Talbot is a very rare breed of artist. There are few figurative sculptors in the world and only a handful that can come close to Talbot’s artistry with bronze. His creations are known for their beauty and elegance with exceptional attention to detail. Talbot was born in Staffordshire in the north of England in1959. After completing a BA honours degree in Sculpture, he gained a scholarship to the Royal Academy of Arts in London for post graduate study in 1980, winning the coveted Landseer prize in 1983. He studied further at The Sir Henry Doulton Sculpture School under Colin Melbourne ARCA and Dame Elizabeth Frink RA who became a good friend and mentor to the then young aspiring artist.
Talbot’s work is sold throughout the world to a rapidly growing number of collectors but mostly to ordinary people who just appreciate his artwork. Calken Gallery, situated in the heart of Kensington Church Street, is a regular haunt for lovers and collectors of contemporary art, and is this year showcasing Talbot’s works, alongside the Dutch painter Edo Kaiij, in their Christmas exhibition.

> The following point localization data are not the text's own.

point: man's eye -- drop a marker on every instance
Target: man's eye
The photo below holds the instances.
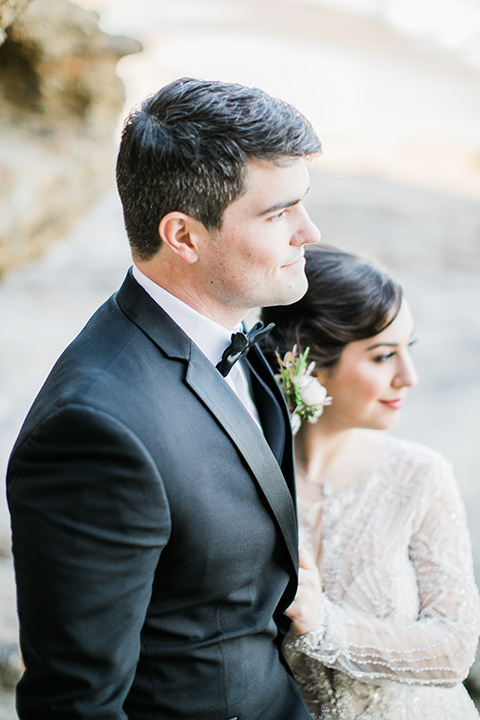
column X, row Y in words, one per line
column 383, row 358
column 279, row 215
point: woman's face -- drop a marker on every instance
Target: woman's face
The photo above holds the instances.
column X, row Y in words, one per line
column 369, row 382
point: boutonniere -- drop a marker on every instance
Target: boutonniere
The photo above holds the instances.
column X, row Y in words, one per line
column 304, row 394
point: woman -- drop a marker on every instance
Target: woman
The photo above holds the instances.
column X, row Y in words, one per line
column 390, row 628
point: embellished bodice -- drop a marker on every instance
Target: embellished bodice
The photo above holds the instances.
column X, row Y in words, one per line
column 400, row 614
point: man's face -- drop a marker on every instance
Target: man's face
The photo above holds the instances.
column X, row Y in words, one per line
column 256, row 257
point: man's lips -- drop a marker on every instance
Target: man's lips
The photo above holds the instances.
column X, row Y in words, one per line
column 393, row 404
column 297, row 261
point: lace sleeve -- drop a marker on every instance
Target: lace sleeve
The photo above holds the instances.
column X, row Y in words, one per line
column 436, row 648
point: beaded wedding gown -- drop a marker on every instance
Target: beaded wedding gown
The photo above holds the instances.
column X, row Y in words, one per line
column 400, row 618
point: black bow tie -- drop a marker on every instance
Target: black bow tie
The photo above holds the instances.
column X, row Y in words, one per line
column 241, row 342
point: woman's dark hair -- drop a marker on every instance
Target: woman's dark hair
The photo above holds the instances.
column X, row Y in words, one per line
column 348, row 299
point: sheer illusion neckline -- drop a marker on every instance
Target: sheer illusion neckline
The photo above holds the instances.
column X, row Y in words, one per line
column 329, row 495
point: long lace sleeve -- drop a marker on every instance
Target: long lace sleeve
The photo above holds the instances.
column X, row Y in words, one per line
column 436, row 644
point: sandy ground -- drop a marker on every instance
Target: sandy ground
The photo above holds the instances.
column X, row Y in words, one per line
column 399, row 180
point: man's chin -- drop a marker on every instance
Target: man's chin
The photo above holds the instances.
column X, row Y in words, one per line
column 291, row 294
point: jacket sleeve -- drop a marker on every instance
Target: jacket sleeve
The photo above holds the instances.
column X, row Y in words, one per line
column 89, row 521
column 438, row 646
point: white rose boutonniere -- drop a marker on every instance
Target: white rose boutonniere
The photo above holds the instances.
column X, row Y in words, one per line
column 304, row 394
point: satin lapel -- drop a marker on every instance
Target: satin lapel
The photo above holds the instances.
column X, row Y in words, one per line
column 212, row 389
column 207, row 383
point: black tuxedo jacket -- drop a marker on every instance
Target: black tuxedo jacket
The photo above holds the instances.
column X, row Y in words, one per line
column 154, row 532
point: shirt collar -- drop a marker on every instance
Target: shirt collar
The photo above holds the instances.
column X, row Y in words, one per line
column 209, row 336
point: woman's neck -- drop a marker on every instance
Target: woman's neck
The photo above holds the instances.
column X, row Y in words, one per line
column 327, row 461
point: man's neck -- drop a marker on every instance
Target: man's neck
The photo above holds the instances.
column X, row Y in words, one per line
column 180, row 286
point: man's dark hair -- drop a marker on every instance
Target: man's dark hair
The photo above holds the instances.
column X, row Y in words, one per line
column 349, row 298
column 185, row 148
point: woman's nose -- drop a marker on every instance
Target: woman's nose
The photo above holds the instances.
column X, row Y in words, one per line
column 406, row 375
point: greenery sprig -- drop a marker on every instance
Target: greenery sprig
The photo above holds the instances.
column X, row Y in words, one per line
column 305, row 396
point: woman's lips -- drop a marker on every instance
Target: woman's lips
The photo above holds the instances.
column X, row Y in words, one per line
column 393, row 404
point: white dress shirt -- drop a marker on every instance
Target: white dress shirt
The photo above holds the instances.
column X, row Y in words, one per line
column 210, row 337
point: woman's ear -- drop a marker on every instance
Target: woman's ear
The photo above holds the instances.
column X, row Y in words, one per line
column 182, row 234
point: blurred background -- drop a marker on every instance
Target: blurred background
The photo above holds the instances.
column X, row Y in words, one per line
column 393, row 90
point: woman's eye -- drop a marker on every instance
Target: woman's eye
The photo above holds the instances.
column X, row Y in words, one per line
column 383, row 358
column 279, row 215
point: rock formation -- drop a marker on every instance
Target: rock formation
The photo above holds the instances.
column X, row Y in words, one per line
column 60, row 99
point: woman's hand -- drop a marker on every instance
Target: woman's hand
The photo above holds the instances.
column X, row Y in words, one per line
column 305, row 608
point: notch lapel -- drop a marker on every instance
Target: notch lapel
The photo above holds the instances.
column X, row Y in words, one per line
column 216, row 394
column 212, row 389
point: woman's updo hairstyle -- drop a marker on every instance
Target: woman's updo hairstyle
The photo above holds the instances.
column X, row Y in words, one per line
column 348, row 299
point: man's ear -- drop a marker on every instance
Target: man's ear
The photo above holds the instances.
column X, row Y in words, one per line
column 182, row 234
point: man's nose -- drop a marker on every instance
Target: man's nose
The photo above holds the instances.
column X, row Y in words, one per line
column 307, row 233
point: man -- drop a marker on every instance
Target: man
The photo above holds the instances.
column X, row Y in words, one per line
column 154, row 533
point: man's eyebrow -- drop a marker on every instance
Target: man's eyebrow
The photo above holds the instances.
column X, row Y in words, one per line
column 282, row 205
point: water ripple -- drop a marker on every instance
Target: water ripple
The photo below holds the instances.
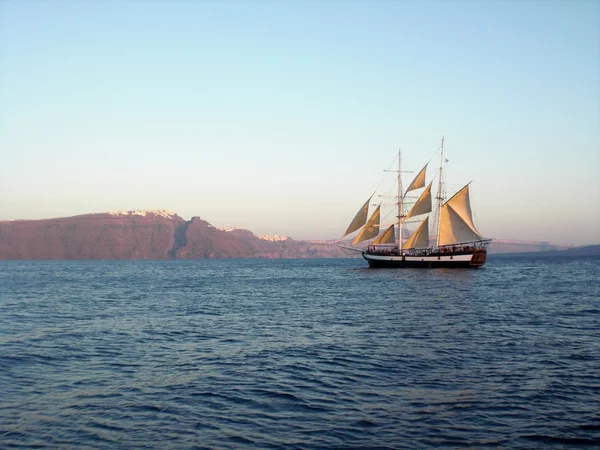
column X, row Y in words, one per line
column 299, row 354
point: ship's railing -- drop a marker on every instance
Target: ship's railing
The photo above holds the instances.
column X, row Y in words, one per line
column 462, row 248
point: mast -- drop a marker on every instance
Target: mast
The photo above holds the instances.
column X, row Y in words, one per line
column 400, row 212
column 440, row 196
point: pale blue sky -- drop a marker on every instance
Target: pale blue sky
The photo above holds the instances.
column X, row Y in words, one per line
column 279, row 116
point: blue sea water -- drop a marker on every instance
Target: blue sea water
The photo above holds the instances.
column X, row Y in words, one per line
column 299, row 354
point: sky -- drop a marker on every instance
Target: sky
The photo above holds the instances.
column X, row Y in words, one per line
column 279, row 116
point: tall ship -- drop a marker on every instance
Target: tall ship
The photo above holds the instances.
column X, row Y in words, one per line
column 450, row 239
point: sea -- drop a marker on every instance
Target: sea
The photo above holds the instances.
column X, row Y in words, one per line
column 299, row 354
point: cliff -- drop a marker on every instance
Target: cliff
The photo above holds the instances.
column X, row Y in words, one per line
column 143, row 235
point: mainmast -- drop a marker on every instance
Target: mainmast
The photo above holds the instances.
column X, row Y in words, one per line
column 440, row 195
column 400, row 212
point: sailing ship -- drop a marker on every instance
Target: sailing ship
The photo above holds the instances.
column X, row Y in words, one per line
column 453, row 243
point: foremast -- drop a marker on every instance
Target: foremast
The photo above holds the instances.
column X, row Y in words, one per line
column 440, row 196
column 400, row 201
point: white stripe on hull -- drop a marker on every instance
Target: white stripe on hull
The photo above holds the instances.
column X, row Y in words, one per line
column 454, row 258
column 429, row 261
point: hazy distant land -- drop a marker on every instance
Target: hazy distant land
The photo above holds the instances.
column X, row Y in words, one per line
column 165, row 235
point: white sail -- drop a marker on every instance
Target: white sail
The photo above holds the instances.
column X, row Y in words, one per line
column 456, row 220
column 418, row 182
column 371, row 228
column 422, row 205
column 359, row 219
column 387, row 237
column 420, row 238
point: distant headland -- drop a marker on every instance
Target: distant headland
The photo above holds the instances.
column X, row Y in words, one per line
column 159, row 234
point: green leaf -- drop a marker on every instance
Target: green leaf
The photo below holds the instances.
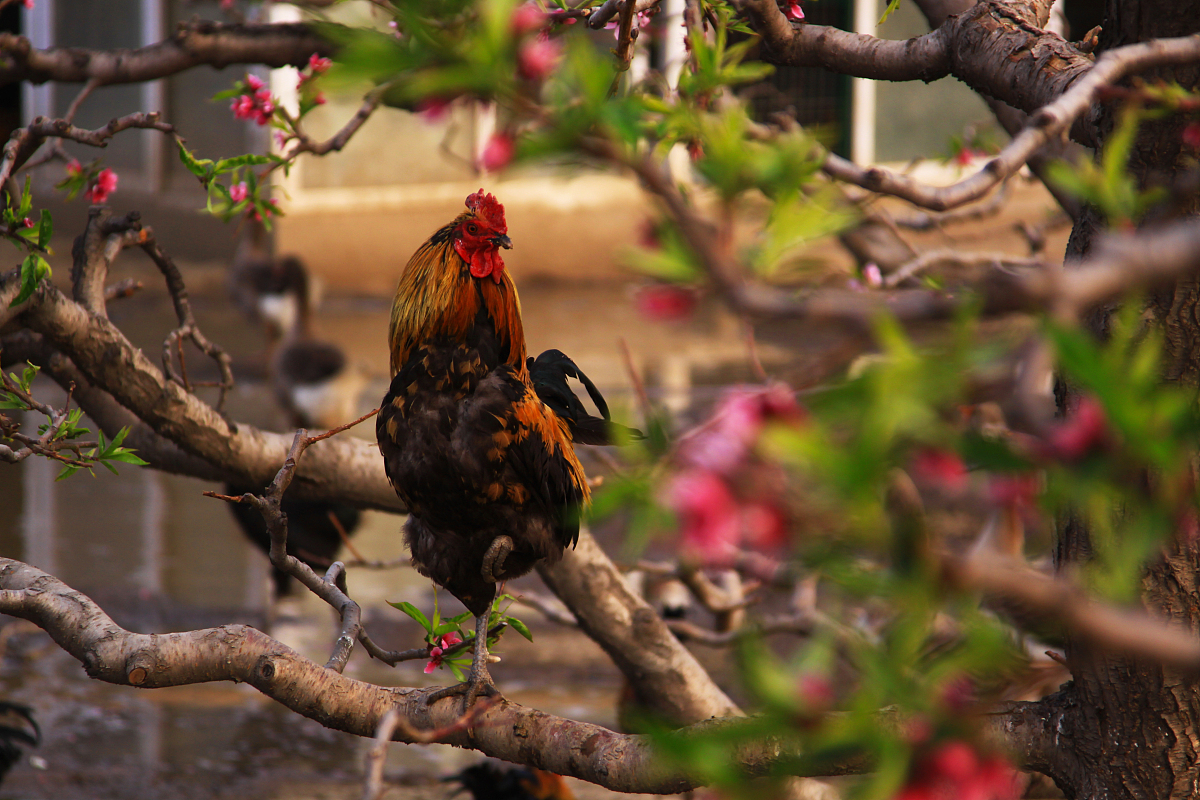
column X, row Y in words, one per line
column 33, row 270
column 887, row 12
column 520, row 627
column 414, row 612
column 67, row 471
column 45, row 229
column 249, row 160
column 201, row 168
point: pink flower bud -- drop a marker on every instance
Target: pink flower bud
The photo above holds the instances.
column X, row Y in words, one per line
column 528, row 18
column 317, row 65
column 1191, row 136
column 102, row 186
column 665, row 302
column 537, row 59
column 497, row 154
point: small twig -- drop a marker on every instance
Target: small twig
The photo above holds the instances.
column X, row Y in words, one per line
column 753, row 353
column 341, row 534
column 123, row 289
column 997, row 260
column 24, row 142
column 643, row 400
column 550, row 607
column 373, row 787
column 330, row 588
column 304, row 143
column 187, row 326
column 930, row 220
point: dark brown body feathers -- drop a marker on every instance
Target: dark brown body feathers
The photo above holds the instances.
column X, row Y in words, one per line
column 467, row 443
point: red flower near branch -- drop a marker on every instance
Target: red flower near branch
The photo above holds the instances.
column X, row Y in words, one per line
column 103, row 185
column 537, row 59
column 256, row 103
column 955, row 771
column 497, row 152
column 528, row 18
column 437, row 651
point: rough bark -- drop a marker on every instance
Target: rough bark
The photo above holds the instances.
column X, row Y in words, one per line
column 196, row 43
column 1131, row 728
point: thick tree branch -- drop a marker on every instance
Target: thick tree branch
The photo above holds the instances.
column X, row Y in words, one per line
column 348, row 469
column 24, row 142
column 195, row 43
column 237, row 653
column 996, row 49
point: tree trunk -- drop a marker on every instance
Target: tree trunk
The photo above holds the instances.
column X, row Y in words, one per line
column 1132, row 729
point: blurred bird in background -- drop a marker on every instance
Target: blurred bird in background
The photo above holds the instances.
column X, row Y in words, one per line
column 491, row 781
column 315, row 384
column 484, row 465
column 17, row 728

Due to the compatibility of these two skilled artists, this will be the third occasion that Calken have paired Talbot with Kaiij. “Both artists manage to capture the very essence of femininity in their individual and distinctive styles and their artworks beautifully complement each other” says gallery director Naomi Hickling.
One of Talbot’s exciting new projects is taking him away from his typical lean toward the feminine, in the form of The Royal Ballet’s Principal dancer, Edward Watson. This initial project with Watson leads the way in an exciting new collaboration with The Royal Ballet.
Alongside this, Talbot is still busy at work continuing his ‘Faces that have shaped modern London’ collection, where leading figures from the prominent fields of politics, hospitality, entertainment and fashion have been captured in bronze by Talbot’s hand; Kate Moss being his most recent and notable muse. This recognition and snapshot of people in time, in the untypical medium of bronze, is a first of its kind, documenting this exciting, diverse and ever-changing London scene and will serve as a reminder to the international audience of London’s influential achievement.
Perhaps not surprisingly we hear that Talbot is to create a body of work consisting of several (yet to be defined) sculptures of Kate Moss. He is being tight lipped about exactly what it is he’s working on but would say, “I feel privileged to be working with Kate and she’s inspired me to create something a bit different and I think very special”. Calken have promised to announce exactly what he’s working on in early spring of next year.